Esa experiencia y la imposibilidad absoluta de encontrar algo distinto a las cotidianas sopas de vegetales con arroz blanco y carnes siempre picadas, siempre en salsa, siempre picantes, nos convirtieron en adictos a la variante vietnamita de los espaguetis, hasta llegar a Hué, donde nuestro sonidista Tato, gritó «al fin, pizzas…», con la misma pasión con la que los hermanos Pinzón deben haber gritado «¡tierra!» en 1492.

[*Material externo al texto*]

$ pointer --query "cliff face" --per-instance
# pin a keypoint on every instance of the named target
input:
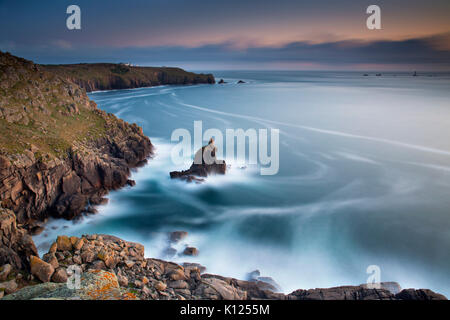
(106, 76)
(58, 152)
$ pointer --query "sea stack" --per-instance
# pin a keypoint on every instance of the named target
(205, 163)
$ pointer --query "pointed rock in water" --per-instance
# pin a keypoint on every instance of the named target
(205, 163)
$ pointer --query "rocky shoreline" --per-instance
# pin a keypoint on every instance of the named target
(113, 269)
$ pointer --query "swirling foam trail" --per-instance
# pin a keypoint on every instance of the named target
(325, 131)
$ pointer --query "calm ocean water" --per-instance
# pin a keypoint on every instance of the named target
(364, 179)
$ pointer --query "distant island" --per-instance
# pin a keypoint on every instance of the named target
(109, 76)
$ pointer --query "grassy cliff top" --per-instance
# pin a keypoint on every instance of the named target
(44, 113)
(107, 76)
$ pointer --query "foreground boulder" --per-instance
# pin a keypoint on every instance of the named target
(42, 270)
(205, 163)
(94, 285)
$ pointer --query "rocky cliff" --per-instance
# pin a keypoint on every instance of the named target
(107, 76)
(58, 152)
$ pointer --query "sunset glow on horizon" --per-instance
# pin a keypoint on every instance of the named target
(229, 33)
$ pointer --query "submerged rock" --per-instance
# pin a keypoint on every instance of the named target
(190, 251)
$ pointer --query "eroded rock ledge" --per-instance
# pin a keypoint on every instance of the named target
(134, 276)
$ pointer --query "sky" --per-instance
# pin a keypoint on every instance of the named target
(232, 34)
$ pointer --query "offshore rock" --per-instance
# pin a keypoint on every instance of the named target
(205, 163)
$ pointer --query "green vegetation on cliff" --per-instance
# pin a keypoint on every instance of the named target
(41, 112)
(108, 76)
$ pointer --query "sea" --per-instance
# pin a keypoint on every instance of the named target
(362, 188)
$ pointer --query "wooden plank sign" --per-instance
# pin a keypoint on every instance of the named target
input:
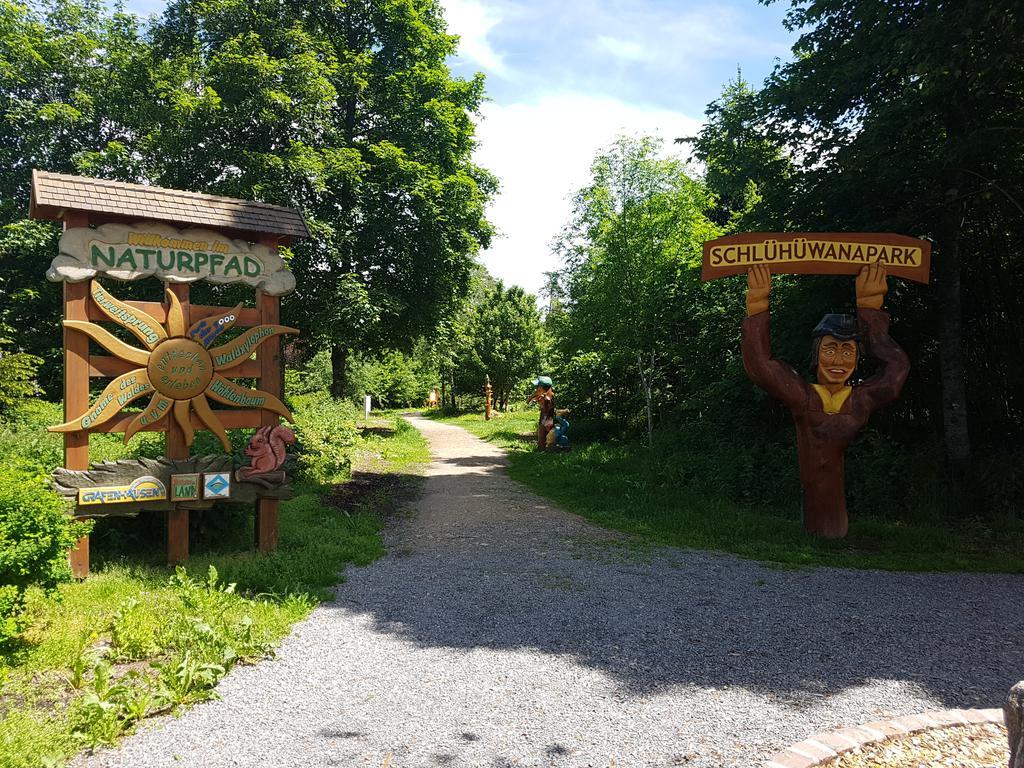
(817, 253)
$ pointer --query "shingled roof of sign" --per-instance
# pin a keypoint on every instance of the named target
(52, 194)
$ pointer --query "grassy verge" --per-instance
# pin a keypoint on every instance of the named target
(138, 639)
(627, 486)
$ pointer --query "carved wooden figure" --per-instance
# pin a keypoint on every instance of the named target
(544, 395)
(829, 414)
(125, 231)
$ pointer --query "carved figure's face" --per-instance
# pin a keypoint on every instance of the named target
(837, 360)
(256, 446)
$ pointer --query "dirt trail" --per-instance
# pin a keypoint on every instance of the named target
(501, 631)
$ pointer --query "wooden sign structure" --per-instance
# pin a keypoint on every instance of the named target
(817, 253)
(130, 231)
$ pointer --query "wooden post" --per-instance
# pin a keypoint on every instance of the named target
(76, 298)
(270, 381)
(1014, 715)
(177, 518)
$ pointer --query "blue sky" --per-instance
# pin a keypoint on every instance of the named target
(565, 77)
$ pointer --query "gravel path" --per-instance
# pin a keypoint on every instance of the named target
(501, 631)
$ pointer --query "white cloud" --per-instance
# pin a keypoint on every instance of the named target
(627, 50)
(542, 151)
(472, 22)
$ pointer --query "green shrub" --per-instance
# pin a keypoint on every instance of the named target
(17, 376)
(326, 431)
(35, 536)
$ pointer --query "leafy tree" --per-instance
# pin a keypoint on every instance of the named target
(346, 111)
(72, 80)
(506, 342)
(632, 247)
(742, 164)
(904, 117)
(349, 112)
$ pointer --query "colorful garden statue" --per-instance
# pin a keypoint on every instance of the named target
(552, 427)
(828, 415)
(561, 431)
(544, 395)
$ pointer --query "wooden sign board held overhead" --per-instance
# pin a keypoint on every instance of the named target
(817, 253)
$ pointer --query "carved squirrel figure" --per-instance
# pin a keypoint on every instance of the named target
(266, 451)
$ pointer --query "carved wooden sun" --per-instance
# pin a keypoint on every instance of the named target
(177, 367)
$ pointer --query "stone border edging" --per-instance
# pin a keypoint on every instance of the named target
(824, 747)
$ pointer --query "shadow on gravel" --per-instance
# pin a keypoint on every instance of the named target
(479, 571)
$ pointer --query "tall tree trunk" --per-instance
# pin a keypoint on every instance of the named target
(947, 273)
(339, 370)
(646, 382)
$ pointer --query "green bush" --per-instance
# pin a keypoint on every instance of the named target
(326, 431)
(35, 537)
(17, 376)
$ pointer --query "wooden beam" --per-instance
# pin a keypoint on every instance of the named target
(177, 519)
(76, 393)
(271, 380)
(108, 368)
(240, 418)
(247, 316)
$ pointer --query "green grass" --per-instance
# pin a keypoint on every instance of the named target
(83, 670)
(627, 486)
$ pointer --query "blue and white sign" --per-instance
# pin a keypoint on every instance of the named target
(217, 485)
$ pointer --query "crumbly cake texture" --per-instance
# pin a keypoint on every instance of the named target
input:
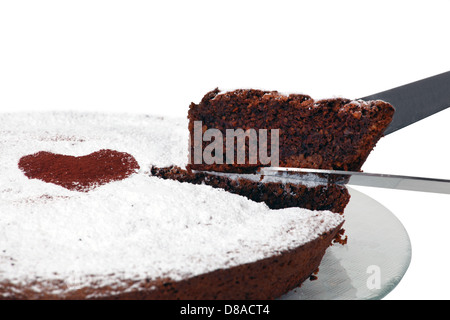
(335, 133)
(141, 237)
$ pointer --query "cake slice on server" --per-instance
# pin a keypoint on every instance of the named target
(235, 133)
(147, 234)
(69, 231)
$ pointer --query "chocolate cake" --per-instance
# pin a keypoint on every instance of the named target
(158, 226)
(128, 234)
(335, 134)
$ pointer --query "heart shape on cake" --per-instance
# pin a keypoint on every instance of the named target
(82, 173)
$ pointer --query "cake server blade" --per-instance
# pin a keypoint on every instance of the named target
(388, 181)
(416, 101)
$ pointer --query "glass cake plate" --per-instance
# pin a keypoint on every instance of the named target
(370, 265)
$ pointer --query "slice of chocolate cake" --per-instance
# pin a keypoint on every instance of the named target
(334, 134)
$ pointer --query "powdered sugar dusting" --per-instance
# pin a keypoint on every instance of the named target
(139, 228)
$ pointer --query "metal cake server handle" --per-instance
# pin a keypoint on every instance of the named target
(416, 101)
(388, 181)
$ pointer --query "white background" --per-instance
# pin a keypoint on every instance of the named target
(157, 57)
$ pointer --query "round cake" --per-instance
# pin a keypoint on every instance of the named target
(82, 217)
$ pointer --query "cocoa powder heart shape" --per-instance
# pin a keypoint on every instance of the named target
(79, 173)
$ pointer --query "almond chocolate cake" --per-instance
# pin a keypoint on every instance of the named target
(135, 235)
(335, 134)
(170, 228)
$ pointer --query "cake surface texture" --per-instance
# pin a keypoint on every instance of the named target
(138, 236)
(335, 134)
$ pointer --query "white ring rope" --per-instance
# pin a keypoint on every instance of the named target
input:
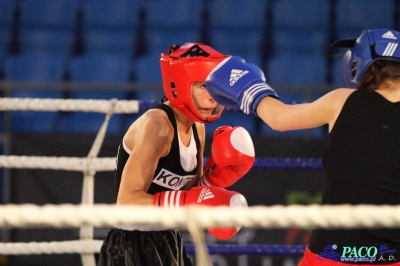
(101, 215)
(58, 163)
(54, 247)
(76, 105)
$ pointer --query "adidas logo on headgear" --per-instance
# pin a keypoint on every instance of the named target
(205, 194)
(389, 35)
(236, 74)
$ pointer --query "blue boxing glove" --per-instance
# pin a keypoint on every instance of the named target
(235, 82)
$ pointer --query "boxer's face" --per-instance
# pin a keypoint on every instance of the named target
(203, 101)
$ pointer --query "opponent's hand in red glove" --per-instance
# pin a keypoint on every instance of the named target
(232, 153)
(209, 196)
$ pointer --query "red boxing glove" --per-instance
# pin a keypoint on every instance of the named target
(209, 196)
(232, 157)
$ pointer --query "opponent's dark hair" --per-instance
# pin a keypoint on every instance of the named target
(379, 72)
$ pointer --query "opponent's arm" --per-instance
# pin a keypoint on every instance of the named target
(282, 117)
(149, 139)
(232, 157)
(207, 196)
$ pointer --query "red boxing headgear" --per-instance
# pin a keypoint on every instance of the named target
(183, 66)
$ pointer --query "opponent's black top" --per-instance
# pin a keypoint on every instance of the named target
(169, 174)
(362, 166)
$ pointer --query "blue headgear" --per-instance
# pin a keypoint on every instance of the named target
(371, 45)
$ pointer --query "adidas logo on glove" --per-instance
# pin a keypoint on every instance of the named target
(236, 74)
(205, 194)
(389, 35)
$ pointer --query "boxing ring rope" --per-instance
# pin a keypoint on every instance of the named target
(87, 215)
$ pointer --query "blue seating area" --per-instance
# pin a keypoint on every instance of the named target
(120, 41)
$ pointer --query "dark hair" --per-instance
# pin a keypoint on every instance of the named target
(378, 72)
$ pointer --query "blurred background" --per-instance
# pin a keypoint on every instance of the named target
(103, 49)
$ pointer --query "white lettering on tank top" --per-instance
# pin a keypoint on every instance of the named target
(170, 180)
(188, 154)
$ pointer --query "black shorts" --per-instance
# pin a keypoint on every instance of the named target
(141, 248)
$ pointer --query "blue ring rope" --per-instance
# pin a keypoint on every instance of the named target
(255, 249)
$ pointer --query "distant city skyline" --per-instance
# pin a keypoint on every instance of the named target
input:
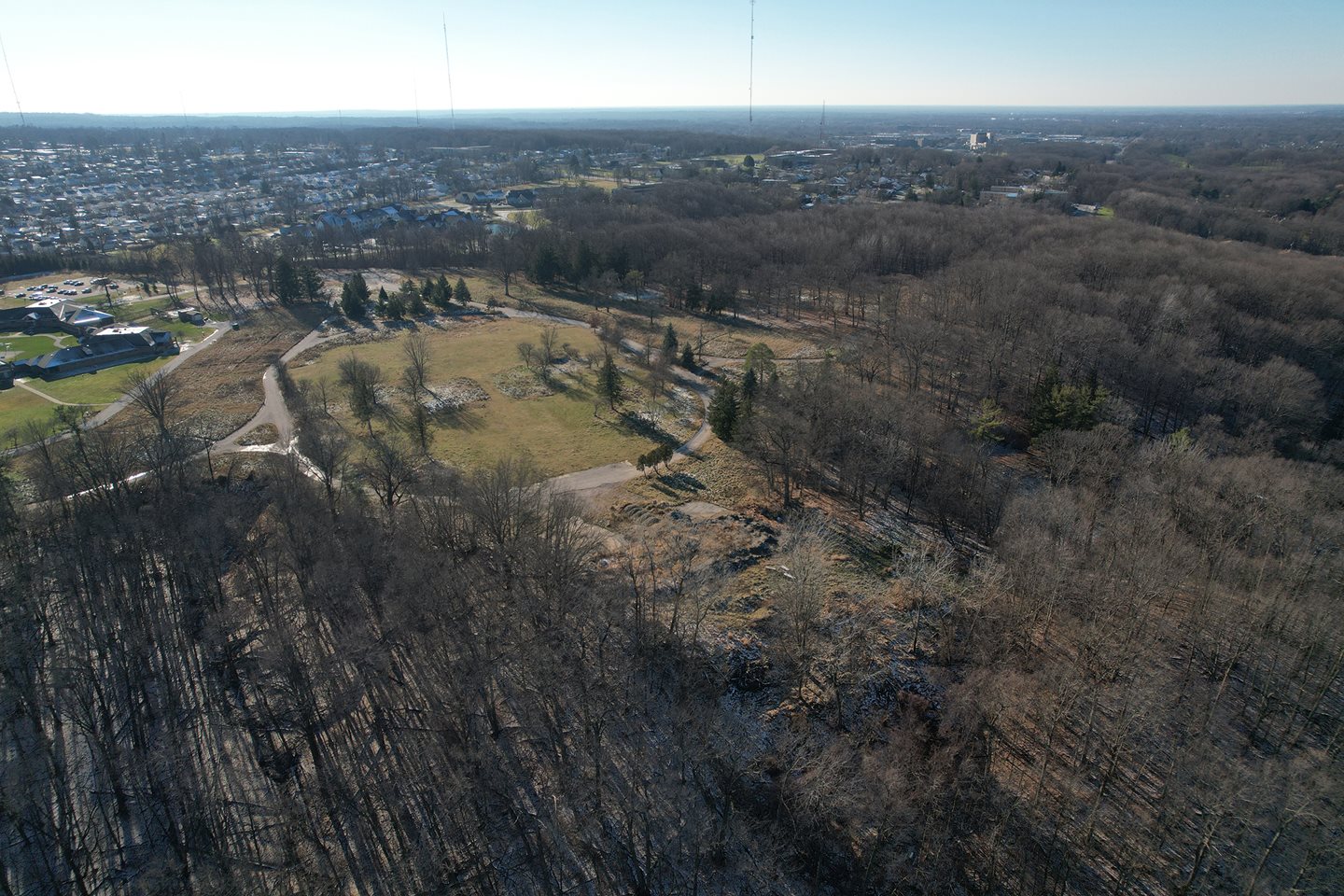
(249, 57)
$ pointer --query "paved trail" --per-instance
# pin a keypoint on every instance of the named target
(275, 413)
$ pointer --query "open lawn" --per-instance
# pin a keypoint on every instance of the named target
(19, 407)
(723, 336)
(94, 299)
(100, 387)
(14, 347)
(223, 385)
(570, 428)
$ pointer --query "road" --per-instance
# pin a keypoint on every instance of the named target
(273, 409)
(187, 354)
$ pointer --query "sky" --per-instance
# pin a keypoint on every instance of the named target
(211, 57)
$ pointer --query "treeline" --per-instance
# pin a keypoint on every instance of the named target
(1231, 340)
(1282, 196)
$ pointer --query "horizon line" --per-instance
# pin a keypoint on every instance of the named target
(445, 113)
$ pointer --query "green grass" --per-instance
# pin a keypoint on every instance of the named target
(18, 409)
(723, 336)
(561, 433)
(15, 347)
(100, 388)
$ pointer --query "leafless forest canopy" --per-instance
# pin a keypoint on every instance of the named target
(1111, 663)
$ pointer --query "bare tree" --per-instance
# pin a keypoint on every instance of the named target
(415, 376)
(156, 394)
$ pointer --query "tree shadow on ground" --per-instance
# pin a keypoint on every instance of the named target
(463, 418)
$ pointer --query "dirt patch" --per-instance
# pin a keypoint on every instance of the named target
(263, 434)
(522, 382)
(455, 394)
(223, 383)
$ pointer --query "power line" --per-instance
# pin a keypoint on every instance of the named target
(448, 63)
(751, 70)
(12, 85)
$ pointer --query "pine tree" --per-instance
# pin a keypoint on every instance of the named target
(669, 343)
(287, 287)
(312, 282)
(442, 293)
(723, 410)
(351, 303)
(609, 382)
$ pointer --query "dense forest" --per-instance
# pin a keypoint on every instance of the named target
(1099, 461)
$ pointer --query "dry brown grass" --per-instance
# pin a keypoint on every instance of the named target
(223, 385)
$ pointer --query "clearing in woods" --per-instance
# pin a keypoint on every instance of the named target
(562, 425)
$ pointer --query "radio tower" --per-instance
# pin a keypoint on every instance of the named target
(452, 109)
(12, 85)
(751, 70)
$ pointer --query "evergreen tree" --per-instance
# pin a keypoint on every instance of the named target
(724, 410)
(287, 287)
(609, 382)
(546, 266)
(351, 303)
(669, 343)
(312, 284)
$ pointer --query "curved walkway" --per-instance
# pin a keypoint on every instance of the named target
(275, 413)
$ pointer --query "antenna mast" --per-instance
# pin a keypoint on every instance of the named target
(12, 85)
(751, 70)
(452, 109)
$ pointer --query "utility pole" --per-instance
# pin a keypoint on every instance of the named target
(12, 85)
(751, 72)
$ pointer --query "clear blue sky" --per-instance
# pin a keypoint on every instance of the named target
(292, 55)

Hay toneladas de anécdotas en este cruce de culturas, que no caben en una crónica de ambiente. Quede solo, como el pollo a la Isabela, otra constancia de la diferencia. Marcelo, la segunda cámara del grupo, catador de cuanto plato se oferta, es el único que se atrevió a probar el batido de frijoles negros. Cuando le preguntamos a qué sabía, dijo exactamente lo que nos imaginamos: «a potaje frío…».

De las ansiedades que nos generó el norte por el pan, que hay pero no suele servirse en las comidas y era nuestro único consuelo ante los platos «raros», surgió un lenguaje de señas indescriptible con palabras. Para siempre quedará en la memoria colectiva, una eficiente camarera que corría sin dejar de sonreír, poniendo cualquier cosa sobre nuestra mesa, sin adivinar qué pedíamos, aunque para ilustrarlo, Marcelo se arriesgara a meter las manos en el hornillo de los desayunos.

Ese día aprendimos para siempre que banh mi es pan en vietnamita y que todo el pueblo de este largo y hermoso país es capaz de complacer a sus huéspedes amigos con la fiereza de un dragón y la ternura de un hada, pero nadie lo apartará de las tradiciones que lo han sostenido por más de un milenio.